Her breath stuttered.

“I came to Haven Shores to study the surge. I had no expectation of finding anything significant. Just another community affected by a phenomenon I’d documented dozens of times before.

” He moved closer, drawn to her despite everything.

“Then I met you. And my dragon—the beast I’d suppressed for so long I’d nearly forgotten it existed—woke and decided you were mine. ”

“Aero…”

“I can care.” The words came out rough. Raw. “I can want. I can feel things I’ve denied myself for longer than most civilizations have existed. Just not for her. Never for her. Only for—”

He stopped. Swallowed.

“Only for you.”

Cassia closed the distance between them. Her hands rose to frame his face—gentle despite the urgency, careful despite the chaos surrounding them.

“She watched you feel things for me.” The words came out soft. “And it proved everything she’d believed about herself was wrong.”

“It proved I could feel. That I wasn’t broken.

That my indifference to her wasn’t about my limitations—it was about her.

” His hands found her waist, pulling her closer.

“She’s not trying to win me back, Cassia.

She’s trying to punish me. Punish you. Punish everyone I might care about for the crime of proving that I was always capable of love. Just not with her.”

“That’s…” She shook her head. “That’s the most toxic thing I’ve ever heard.”

“Years of wounded pride, festering into obsession.” He sighed. “I won’t let her hurt you. I won’t let her hurt this town. Whatever it takes, whatever it costs—I will not let her win.”

“We,” Cassia corrected. Her thumbs traced his cheekbones. “We won’t let her win. This isn’t your fight alone, Aero. Not anymore.”

Something in him settled at that—the fury of the past hours banking to something steadier. She stood with them. She’d claimed that.

“You should let me handle this.” Even as the words left his mouth, his hands contradicted them by pulling her closer. “You should take your friends and leave Haven Shores until—”

“If you finish that sentence, I will call down a thunderstorm directly on your head.”

Despite everything—the fear, the fury, the guilt still clawing at his chest—Aero felt his mouth curve. “You would, wouldn’t you?”

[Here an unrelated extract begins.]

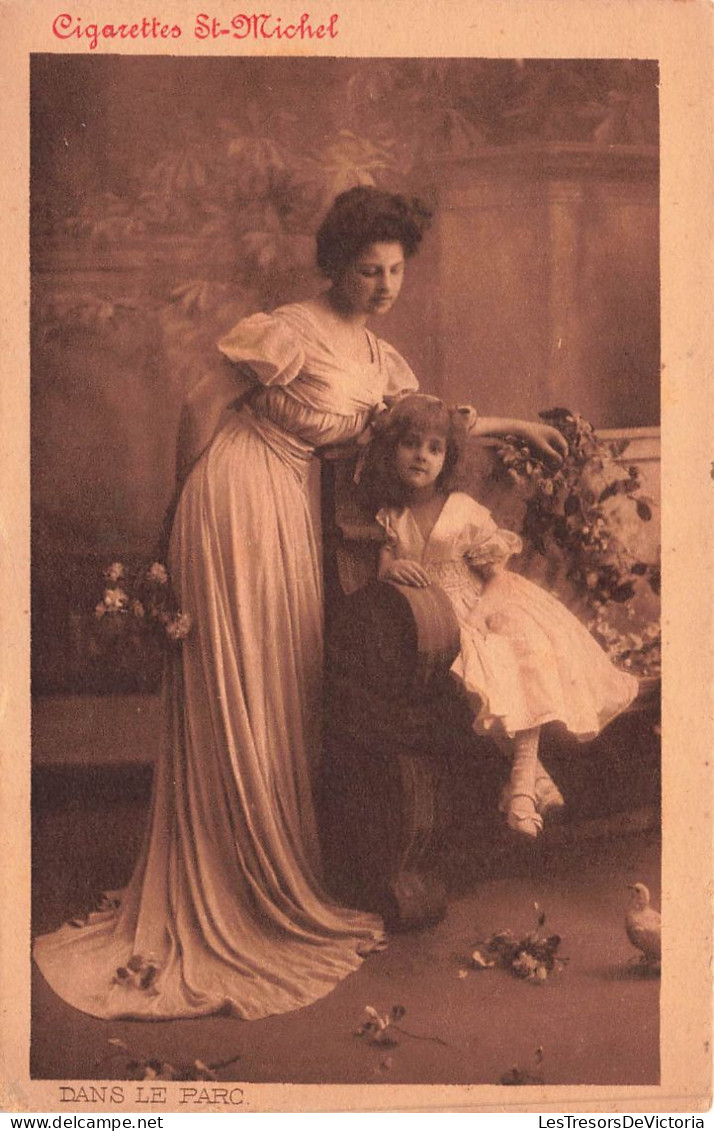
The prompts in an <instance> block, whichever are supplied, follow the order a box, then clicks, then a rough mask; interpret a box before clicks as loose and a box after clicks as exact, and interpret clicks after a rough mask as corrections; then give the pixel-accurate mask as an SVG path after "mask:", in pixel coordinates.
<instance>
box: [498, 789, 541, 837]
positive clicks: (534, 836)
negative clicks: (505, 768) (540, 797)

“In a heartbeat.” Her smile was fierce. “I’m not running, Aero.

My magic, my town, my people. And you’re mine now too, whether either of us planned it that way.

So we face this storm—” A flash of humor crossed her face.

“—pun absolutely intended—we face this storm side by side, whether the universe likes it or not.”

She’d claimed him. Called him hers. The words landed deep and stayed.

Aero leaned down and pressed his forehead to hers. “I don’t deserve you.”

“Probably not.” Her breath mixed with his. “But you’re stuck with me.”